Arkamı dönerek babama baktım. "Ders çalışıyorum baba," dedim sakince. Teneffüslerde Mustafa'yla falan mesajlaşıyorum.

"Nasıl gidiyor dersler, geçen gün geçiştirdin?"

"İyi diyelim iyi olsun," dedim bakışlarımı kaçırarak. Babam yüzünü ekşitti. "Esnaf gibi nasıl iyi diyelim iyi olsunmuş o?"

Babacığım ve anneciğim. Ben kesinlikle sizin evladınızım.

"Yani iyi diyorum," dedim.

Babam gözlerini kısıp bana şüpheli bakışlarını yollarken kendimi olabildiğince kedi yavrusu pozisyonuna sokup, tüm şirinliğimi zorladım.
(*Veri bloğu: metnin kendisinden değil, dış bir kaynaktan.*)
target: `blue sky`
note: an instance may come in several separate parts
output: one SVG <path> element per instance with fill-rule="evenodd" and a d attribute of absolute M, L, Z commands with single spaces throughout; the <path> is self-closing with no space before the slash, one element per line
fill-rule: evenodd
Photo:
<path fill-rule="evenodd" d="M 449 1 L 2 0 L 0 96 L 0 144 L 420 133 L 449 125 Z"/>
Artık ne kadar becerebildiysem.

"Neyse karnende görürüz," deyip elinde ki kumandayı televizyona doğrulttu. Başımı sallamakla yetinerek tekrar odama kapandım.

Yatağın üzerinde ki kitabı rafa koyarken telefonum titredi. Yüzümde müthiş bir tebessümle yatağın üzerine zıplarken bildirimleri açtım.

A: Kollarım kopuyoo

Nida: Neyse ki bitirdik.

Bugün okul çıkışı kalan disiplin cezasını da yerine getirerek okulu boyamıştık.

A: Ah burada olaydın da ovaydın kollarımı

Nida: Anana ovdur djkdkdk

A: Kayınvaliden uyudu yavrum.

Tövbe estağfurullah.

Nida: Kendin ov jdjjd

A: Senin beynine tüküreyim demek isterdim ama içinde ben varım 😎

Laf mı soktun, iltifat mı ettin acaba Mustafa Alp Levendoğlu Bey?

Nida: Ben de senin kalbine dndkd

A: Onun içinde de sen varsın.

Sebepsizce sırıttım.

A: Bilgisayarın var mı?

Diye sorduğunda gözlerimi anında masanın alt köşesinde duran laptobuma çevirdim. Ne zamandır kullanmıyordum, umarım hâlâ çalışıyordur benim antika.

Nida: Evet niye sordun ki?

A: Tamam skype adresini ver de az göreyim seni. Artık mesajlar kesmiyor beni.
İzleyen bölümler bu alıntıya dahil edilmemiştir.